Colostrum produceren is een moeizaam proces, weet Van de Pasch. “De eiwitten zijn erg gevoelig voor hitte. Alles boven een bepaalde temperatuur maakt de eiwitten onbruikbaar voor waar het in hoofdzaak voor bedoeld is. We hebben twee jaar zitten studeren op hoe we colostrum zo goed mogelijk kunnen verwerken.”
Naast BioNatIn zijn er wereldwijd zo’n 6 of 7 bedrijven die het melkproduct verwerken. Wat BioNatIn anders doet dan zijn concurrenten? “Wij houden het zo koud mogelijk.” Het is verplicht om melk 12 seconden bij 75 graden te pasteuriseren. “Bij die temperatuur gaan de gevoelige eiwitten in colostrum kapot. Ze hebben geen functie meer.” Ook bedacht Van de Pasch een alternatief voor de ‘spray toren’ die de concurrenten gebruiken. Dat is een toren waarbij vloeistof in hete lucht wordt gesproeid om te drogen.
“Dat gebeurt allemaal nog bij hoge temperaturen. Volgens ons vermindert daardoor de kwaliteit van colostrum.” Daarom maakt Van de Pasch gebruik van vriesdroging. De colostrum gaat als een vloeistof in een vierkante plaat van twee centimeter hoog. Met een paar honderd liter tegelijk gaat het de machine in. Die machine vriest het aan, waarna het product diep vacuüm wordt getrokken. Daardoor gaat het rechtstreeks van een bevroren substantie naar poeder, legt Van de Pasch uit.
De meeste machines bestonden nog niet. “We moesten die laten maken.” Daarvoor kreeg het bedrijf hulp en de eerste financiering van Brightmove, dat gelieerd is aan Brainport Development, onder meer om een businessplan op te stellen. “Met die ondersteuning kwamen we ook in contact met de juiste persoon bij de Rabobank en de Lage Landen voor de financiering van onze machines.” Ook ontving BioNatIn een subsidie van de RVO. En voor vragen zijn er korte lijntjes via Brainport Development met de TU Eindhoven, of andere bedrijven. “We hebben ooit een probleem gehad met een machine. Toen verwees Frank (Van de Ven, TU Eindhoven, red.) ons door naar VDL. En voor een ander probleem weer naar Demcon. Echt een netwerkfunctie.”
Zo’n 450 boeren zijn leverancier voor BioNatIn. Zij vriezen het restant van de biest in, een gespecialiseerd bedrijf dat met BioNatIn werkt, haalt het op. “We zijn op zoek naar steeds meer boeren.” Het bedrijf verruimde de productiecapaciteit het afgelopen jaar met de helft. “We hebben alleen meer biest nodig om te produceren.” Momenteel verwerkt het bedrijf zo’n 20 ton per jaar.

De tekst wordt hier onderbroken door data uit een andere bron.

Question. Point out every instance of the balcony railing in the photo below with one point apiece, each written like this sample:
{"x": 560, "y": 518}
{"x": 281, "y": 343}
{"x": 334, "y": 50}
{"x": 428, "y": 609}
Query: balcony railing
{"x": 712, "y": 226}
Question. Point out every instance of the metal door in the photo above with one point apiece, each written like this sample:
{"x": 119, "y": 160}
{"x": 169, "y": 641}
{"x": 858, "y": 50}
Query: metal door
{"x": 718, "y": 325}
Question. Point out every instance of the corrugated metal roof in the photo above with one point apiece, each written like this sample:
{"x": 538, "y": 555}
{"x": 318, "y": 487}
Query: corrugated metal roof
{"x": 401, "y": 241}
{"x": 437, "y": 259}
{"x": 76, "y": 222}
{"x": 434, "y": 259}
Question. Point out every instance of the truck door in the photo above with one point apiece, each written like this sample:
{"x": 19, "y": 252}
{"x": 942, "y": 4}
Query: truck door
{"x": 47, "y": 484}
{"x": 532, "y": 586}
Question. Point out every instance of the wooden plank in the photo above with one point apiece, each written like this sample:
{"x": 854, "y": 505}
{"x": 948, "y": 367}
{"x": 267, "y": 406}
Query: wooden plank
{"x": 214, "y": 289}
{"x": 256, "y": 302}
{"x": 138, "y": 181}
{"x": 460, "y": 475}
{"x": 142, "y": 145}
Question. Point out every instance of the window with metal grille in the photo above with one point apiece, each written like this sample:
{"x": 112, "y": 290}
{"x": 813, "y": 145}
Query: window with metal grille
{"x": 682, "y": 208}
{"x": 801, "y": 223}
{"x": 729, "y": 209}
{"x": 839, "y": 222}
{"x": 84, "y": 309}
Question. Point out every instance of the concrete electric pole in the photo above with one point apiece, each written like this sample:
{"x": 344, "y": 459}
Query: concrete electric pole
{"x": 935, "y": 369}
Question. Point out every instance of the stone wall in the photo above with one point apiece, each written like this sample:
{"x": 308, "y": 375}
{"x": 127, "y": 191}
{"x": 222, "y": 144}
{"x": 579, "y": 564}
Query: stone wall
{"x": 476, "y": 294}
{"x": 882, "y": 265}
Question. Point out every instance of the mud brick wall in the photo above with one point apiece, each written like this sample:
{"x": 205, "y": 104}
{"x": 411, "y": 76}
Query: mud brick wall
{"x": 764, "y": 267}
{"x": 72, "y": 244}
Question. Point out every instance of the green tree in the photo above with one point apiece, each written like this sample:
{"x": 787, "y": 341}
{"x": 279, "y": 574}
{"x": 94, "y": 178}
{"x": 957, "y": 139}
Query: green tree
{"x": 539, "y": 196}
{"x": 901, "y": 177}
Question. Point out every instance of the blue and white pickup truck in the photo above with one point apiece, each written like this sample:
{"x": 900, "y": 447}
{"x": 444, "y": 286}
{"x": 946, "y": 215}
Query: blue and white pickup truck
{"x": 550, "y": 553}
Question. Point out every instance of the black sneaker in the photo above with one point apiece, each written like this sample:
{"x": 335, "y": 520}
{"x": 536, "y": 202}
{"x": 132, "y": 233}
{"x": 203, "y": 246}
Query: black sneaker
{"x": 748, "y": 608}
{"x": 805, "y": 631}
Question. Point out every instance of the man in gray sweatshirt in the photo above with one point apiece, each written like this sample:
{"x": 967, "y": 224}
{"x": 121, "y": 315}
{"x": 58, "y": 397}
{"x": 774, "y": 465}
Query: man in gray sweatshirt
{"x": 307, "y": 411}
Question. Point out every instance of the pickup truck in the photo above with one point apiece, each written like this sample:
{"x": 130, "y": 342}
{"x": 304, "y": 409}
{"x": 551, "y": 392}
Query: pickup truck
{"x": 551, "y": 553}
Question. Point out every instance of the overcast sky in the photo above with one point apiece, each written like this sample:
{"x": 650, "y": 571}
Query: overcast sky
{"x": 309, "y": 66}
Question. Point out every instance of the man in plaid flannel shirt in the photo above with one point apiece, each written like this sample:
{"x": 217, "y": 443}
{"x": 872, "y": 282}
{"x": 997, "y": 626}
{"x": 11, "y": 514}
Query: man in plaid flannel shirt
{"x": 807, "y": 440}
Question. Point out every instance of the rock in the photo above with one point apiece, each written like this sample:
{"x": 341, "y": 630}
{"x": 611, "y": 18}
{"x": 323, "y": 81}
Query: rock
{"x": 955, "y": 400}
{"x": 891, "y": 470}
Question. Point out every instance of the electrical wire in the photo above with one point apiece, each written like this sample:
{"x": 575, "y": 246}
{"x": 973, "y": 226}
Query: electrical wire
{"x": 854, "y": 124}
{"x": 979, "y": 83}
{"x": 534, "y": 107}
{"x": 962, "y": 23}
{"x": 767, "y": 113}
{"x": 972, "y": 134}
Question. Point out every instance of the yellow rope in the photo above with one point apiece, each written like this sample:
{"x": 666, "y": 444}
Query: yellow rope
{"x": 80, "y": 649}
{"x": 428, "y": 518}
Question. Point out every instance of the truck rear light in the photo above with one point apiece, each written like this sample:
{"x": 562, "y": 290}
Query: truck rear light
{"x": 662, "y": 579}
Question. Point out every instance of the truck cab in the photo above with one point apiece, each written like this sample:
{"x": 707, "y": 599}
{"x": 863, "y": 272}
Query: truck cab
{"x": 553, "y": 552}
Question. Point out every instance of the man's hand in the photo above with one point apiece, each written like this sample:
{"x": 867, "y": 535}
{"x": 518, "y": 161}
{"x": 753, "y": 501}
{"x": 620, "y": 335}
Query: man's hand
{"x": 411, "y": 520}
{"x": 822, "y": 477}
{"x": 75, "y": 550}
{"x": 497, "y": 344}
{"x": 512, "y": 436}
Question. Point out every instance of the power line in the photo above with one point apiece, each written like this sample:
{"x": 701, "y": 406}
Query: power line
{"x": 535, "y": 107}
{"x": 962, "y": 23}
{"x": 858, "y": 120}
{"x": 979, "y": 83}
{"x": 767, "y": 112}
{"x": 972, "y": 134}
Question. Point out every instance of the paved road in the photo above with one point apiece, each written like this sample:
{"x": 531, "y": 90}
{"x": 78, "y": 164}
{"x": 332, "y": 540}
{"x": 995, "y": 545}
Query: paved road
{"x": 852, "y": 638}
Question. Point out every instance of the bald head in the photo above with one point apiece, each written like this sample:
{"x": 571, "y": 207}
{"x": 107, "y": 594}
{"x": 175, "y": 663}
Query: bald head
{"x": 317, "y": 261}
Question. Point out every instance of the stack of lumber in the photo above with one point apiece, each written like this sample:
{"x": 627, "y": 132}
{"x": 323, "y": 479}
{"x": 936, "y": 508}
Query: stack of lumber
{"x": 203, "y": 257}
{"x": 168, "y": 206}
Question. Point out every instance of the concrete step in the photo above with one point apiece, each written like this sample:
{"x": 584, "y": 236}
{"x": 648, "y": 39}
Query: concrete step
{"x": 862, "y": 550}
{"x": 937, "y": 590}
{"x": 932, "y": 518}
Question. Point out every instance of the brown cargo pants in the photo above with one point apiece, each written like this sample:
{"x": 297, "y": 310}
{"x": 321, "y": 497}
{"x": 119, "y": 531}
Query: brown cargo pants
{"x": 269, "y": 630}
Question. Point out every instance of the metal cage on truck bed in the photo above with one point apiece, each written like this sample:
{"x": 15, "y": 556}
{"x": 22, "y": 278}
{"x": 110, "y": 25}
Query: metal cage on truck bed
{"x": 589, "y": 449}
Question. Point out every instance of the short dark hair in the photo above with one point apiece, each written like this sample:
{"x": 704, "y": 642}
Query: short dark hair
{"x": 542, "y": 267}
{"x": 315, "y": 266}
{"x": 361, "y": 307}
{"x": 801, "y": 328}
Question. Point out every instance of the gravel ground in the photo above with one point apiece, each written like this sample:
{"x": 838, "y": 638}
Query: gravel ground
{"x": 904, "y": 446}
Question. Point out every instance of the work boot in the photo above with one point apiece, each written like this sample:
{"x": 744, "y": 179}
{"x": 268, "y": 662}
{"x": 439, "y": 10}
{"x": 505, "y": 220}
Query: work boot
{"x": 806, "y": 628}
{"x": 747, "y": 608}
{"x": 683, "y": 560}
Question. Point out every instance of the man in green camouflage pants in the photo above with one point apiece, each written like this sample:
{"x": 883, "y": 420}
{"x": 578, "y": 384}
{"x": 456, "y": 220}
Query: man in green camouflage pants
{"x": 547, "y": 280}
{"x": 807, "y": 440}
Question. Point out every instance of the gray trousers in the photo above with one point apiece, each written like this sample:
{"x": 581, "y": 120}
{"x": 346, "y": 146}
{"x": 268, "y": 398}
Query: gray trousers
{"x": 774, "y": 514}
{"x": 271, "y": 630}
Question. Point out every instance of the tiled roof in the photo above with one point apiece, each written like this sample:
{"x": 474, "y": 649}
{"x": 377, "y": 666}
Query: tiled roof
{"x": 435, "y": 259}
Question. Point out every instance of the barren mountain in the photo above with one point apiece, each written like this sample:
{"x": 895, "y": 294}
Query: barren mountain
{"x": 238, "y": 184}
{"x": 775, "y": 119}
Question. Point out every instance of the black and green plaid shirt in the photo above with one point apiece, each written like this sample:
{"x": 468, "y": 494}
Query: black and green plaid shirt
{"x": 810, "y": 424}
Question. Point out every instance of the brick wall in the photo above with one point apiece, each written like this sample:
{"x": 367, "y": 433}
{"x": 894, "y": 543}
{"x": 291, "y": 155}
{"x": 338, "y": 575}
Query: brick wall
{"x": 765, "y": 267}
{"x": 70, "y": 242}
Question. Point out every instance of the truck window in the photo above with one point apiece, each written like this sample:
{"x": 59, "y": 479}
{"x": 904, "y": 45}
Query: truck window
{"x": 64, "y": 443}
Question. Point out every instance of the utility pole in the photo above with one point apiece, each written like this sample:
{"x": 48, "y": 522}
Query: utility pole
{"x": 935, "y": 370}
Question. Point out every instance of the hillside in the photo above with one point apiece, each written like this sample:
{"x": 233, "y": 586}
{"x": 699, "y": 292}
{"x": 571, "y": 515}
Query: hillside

Het meest trots is Van de Pasch erop dat hij samen met zijn twee zoons en een man personeel, in twee jaar tijd van helemaal niets - “want het was hier toen alleen nog maar een betonnen vloer” - naar zo’n 40 klanten wereldwijd is gegaan. Waarvan 20 procent in Europa en de rest in onder andere Australië, Nieuw Zeeland, China en Zuid-Korea.
“Ons productieproces is eigenlijk een gepatenteerd verhaal. De aanvraag ervan loopt nog. Maar wij zijn op het punt beland dat we de aanvraag niet doorzetten. We vertellen het gewoon aan niemand. Een patent kost veel geld ook om het in stand te houden. Dat geld kunnen we beter gebruiken om nieuwe toepassingen te ontwikkelen. Zolang we nog een familiebedrijf zijn blijft het tussen ons. Dan blijft het net als het recept voor Coca Cola ‘een goed bewaard geheim’.”